“You think a lot of yourself, don’t you? Like, whatever anyone does, it’s got to be about you and Missy, blah, blah, blah,” I say, and it throws him off a little. His face turns red. “Maybe I just didn’t feel like talking to you.”


“What did I do?”


“You didn’t do anything. But you’re the only person I talk to, right? So when I don’t feel like talking … you’re the one I’m not talking to. It just works out that way.”


“Most of the time you can’t shut up,” Milo replies, but he’s referring to a time before my dad died.
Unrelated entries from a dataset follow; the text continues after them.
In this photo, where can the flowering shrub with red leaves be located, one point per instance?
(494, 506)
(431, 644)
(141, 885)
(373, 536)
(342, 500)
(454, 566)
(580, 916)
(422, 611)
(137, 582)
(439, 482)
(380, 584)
We stare at each other for a good minute and I’m stuck. I don’t know what to do about this. I had a plan and now I have Milo and he’s going to ask: “Where were you going?”


I shrug. “I just wanted out.”


“Then my timing is impeccable, because I just got out of the Star with Missy. They had a double feature tonight. The Blob followed by Night of the Living Dead. Awesome.” I bite the inside of my cheek because Milo and I probably would have gone to see those movies together if Missy were back in Pikesville, where she belongs. “I dropped her off at her grandparents’ and decided I was hungry and then I decided I’d ask you if you wanted to go to Chester’s with me.”


“Are you paying?”


Milo laughs. “Sure.”


“Is Missy okay with that? I mean, if you pay for me, does that make it a date?”


“Fuck off,” he says, but he’s smiling. I round the car and get into the passenger’s side. Milo gets into the front and a moment later, my house is behind us.


“So how are things with Missy?” I try to keep my voice neutral.


“She’s still very nice,” he says.


“Her boobs got really big, didn’t they?”


“Eddie—”


“What? They did.”


He pauses. “Yeah.”


“I wish mine were that big.”


“Yours are—” He stops before he can finish, and I burst out laughing and I say, I knew it, I knew it, you totally check me out all the time, and then he starts laughing, pointing one hand at me and driving with the other. “You totally set me up! I wasn’t thinking when I said that—”


“But mine are what? Please finish the sentence—”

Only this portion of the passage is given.